I have a lot that I want to write about lately but I am lacking the time.
This week has been hard in terms of exercise. I slept in accidentally one day, thereby missing my workout. I had to force myself to get out of bed this morning. I was just so tired. This week at work has been super stressful and I am exhausted. I would have gone to bed early tonight except that my in-laws were in town and only just left at 11 p.m. I hate to say it but I think I am going to choose getting extra sleep over getting in my workout tomorrow morning. I am just feeling so run down! (And I should be going to bed now instead of blogging but I had a friend who is going through some hard times IM me and can't just leave her hanging, so here I am.)

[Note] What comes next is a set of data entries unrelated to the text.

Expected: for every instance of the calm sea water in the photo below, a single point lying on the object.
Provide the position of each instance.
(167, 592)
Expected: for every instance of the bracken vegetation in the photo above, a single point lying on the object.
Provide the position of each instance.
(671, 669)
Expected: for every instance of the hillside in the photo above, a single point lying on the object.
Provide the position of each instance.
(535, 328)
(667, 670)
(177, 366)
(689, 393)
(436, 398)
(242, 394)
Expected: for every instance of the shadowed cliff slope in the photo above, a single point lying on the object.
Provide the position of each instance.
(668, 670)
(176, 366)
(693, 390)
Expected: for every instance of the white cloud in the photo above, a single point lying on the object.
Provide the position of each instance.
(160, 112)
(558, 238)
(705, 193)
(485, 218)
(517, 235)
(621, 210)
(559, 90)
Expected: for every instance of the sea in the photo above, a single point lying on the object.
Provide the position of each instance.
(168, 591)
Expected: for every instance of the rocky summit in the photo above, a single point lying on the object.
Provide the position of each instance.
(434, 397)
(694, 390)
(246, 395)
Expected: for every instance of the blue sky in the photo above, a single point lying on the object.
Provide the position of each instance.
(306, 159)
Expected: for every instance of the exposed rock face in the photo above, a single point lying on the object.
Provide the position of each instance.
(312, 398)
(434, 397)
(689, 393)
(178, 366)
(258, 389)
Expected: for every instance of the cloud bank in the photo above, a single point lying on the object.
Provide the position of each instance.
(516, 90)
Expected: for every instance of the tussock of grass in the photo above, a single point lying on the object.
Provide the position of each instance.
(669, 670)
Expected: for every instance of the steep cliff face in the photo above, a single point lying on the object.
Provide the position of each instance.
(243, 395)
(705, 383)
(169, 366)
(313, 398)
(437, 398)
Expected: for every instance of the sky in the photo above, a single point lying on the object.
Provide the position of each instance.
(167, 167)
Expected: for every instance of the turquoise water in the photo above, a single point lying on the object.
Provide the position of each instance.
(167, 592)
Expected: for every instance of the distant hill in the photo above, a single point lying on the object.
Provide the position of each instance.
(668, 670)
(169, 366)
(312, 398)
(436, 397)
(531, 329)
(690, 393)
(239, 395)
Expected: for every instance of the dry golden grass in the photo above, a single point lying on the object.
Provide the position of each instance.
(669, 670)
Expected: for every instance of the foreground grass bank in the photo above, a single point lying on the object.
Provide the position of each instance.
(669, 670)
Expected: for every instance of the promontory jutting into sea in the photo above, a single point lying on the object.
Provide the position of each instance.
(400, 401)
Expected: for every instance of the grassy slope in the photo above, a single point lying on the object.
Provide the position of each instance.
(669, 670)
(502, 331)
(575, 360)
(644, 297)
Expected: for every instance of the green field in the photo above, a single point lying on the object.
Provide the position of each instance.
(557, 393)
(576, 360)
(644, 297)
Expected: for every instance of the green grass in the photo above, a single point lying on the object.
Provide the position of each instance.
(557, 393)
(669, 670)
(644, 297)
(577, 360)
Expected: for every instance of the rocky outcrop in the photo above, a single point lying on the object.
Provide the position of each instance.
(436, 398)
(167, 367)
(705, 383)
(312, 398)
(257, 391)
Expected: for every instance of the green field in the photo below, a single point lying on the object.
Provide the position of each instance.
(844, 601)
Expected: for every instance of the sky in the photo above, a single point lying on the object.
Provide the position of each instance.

Oh, oh. And speaking of work being stressful... When I am stressed, that is one of the times I am an emotional eater. Sometimes I can resist the urge. But it's hard. Well, it's that time of the month, I think, and that means feeling super snacky on top of that. I could have made better food choices this week. I had a candy bar yesterday AND another today!
And tomorrow is weight and measurements day! Doh! Thanks Mother Nature for packing the need to eat everything in sight and extra bloating into the same week!
Oh, oh. And speaking of food. I think I am going to make a Food Log post at the beginning of each week and then edit that post with my food log for each day. Making a new post for each food log felt like it was cluttering up my blog but I don't want to give up being accountable somewhere for what I am eating somewhere public.
There's more, of course, but for now - bed.